Just Plain Tired said...

Jen -- I'm a firm believer in not being a douche and smoking around others who don't like it.

Dazee Dreamer -- As always you make a valid point. I could have been a nutcase and she could have been in real trouble then ;)

Smart Ass Sara -- You know something? You're right, ever since I turned 50 I have a tendency to be a bit more blunt in comments to people than when i was younger myself. ;)

JY -- Thanks, and stuff. ;)

Charlene -- Yup. This area of mall seems to have all the crazy people as it's where the bus stop is. There are a lot of strange people who ride that bus out to the mall.

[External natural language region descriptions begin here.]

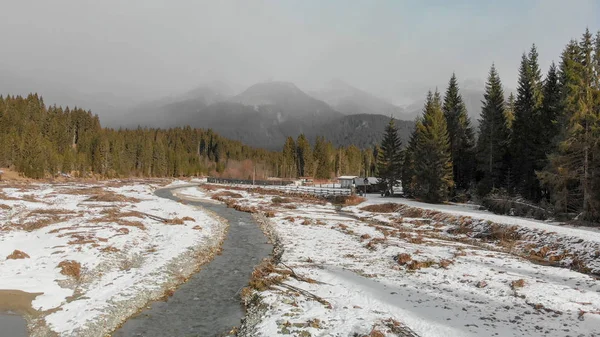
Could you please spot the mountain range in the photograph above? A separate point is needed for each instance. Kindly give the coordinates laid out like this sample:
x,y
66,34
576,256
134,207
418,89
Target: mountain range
x,y
265,114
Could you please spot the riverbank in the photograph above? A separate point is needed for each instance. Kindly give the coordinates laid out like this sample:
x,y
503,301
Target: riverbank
x,y
379,269
98,252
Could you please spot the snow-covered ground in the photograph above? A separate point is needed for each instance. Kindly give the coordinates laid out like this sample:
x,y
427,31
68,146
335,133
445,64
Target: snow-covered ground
x,y
98,253
361,273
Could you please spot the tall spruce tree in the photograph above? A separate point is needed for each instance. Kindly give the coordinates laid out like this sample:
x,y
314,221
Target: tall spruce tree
x,y
492,144
389,158
527,129
460,133
572,173
509,110
409,183
432,155
304,156
289,159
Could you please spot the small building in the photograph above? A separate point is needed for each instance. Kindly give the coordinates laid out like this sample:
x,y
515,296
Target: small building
x,y
368,184
347,181
304,181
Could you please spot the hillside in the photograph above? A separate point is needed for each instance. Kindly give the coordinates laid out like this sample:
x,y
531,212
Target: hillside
x,y
352,101
364,130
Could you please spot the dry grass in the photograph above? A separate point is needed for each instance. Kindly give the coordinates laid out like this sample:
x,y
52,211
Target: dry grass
x,y
176,221
226,194
382,208
81,239
280,200
416,265
520,283
411,212
265,275
40,223
17,255
444,263
403,258
70,268
106,196
376,333
110,249
4,196
346,200
372,245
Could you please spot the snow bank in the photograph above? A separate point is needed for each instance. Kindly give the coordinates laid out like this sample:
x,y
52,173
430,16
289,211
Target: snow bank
x,y
127,255
405,276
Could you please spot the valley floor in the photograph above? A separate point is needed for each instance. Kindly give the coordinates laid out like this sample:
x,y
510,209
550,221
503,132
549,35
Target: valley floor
x,y
77,259
395,267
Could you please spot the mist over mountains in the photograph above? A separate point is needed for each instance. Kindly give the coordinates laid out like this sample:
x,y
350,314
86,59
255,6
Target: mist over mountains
x,y
261,115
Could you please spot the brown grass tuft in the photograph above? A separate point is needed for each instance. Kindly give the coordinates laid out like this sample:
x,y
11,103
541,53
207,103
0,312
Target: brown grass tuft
x,y
416,265
107,196
382,208
403,258
365,237
110,249
376,333
226,194
520,283
176,221
446,263
17,255
412,212
280,200
40,223
70,268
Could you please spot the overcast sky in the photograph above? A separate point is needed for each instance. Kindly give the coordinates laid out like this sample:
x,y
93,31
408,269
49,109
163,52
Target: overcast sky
x,y
163,47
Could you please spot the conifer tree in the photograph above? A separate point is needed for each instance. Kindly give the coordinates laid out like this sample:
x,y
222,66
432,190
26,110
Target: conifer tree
x,y
492,144
527,129
408,164
322,154
509,110
573,171
304,156
389,157
432,154
462,140
289,159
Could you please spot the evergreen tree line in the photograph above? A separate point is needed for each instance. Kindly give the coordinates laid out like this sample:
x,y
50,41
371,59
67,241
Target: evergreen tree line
x,y
541,145
39,141
323,160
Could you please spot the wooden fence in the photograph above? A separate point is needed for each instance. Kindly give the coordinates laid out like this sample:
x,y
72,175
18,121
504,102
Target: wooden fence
x,y
283,185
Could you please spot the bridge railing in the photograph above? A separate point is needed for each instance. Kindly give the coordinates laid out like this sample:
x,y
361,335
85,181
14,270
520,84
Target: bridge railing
x,y
282,185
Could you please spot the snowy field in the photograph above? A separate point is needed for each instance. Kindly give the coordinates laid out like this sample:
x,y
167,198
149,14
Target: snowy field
x,y
417,269
97,253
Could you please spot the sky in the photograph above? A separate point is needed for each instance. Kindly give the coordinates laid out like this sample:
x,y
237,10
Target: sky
x,y
145,49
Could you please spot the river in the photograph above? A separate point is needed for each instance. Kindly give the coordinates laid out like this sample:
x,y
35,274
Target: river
x,y
209,303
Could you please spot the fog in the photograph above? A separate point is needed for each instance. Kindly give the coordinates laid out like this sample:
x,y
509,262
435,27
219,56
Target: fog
x,y
119,53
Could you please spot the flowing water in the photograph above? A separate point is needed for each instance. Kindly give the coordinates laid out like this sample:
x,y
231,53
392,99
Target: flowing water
x,y
209,303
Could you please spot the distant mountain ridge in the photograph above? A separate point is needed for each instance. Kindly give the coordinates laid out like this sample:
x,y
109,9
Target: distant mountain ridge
x,y
352,101
265,114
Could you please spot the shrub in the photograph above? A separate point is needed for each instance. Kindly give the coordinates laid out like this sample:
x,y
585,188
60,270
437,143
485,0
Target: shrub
x,y
70,268
403,259
520,283
280,200
345,200
382,208
17,255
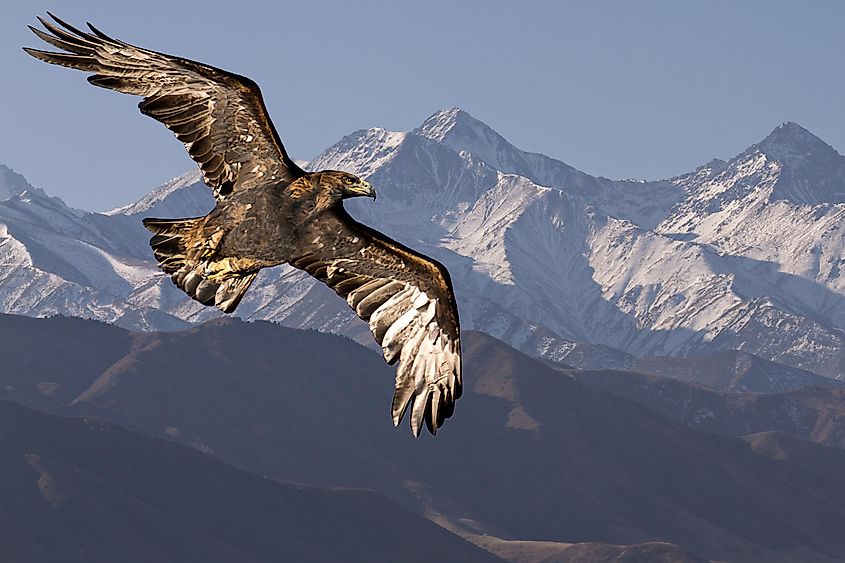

Noner -- Wow, what a lengthy comment, and impressively passive/aggressive at that. While I'm pretty sure what point(s) you were trying to raise, you never really made one clearly. (Other than the fact that you dislike smoking/smokers.)

But hey, I provided you a topic for your blog so that has to count for something, right? ;)

Sandra -- I don't think I can qualify as young any more. Just not senior citizen status as of yet. ;)

Nakamuras on Saipan said...

Love it-just turned 49 and I'm with you on bluntness....great post.

Noner said...

I had actually planned to stop after the first paragraph. Not really meaning to make a point with the rest of it, just running off at the mouth.

Just Plain Tired said...

Nakamuras on Saipan -- Glad I could please you, and stuff.

Noner -- No problem, my mouth can run off at times as well. Sometimes the "written" words a person leaves can be interpreted in many different ways. I was just wondering where your comment was heading is all.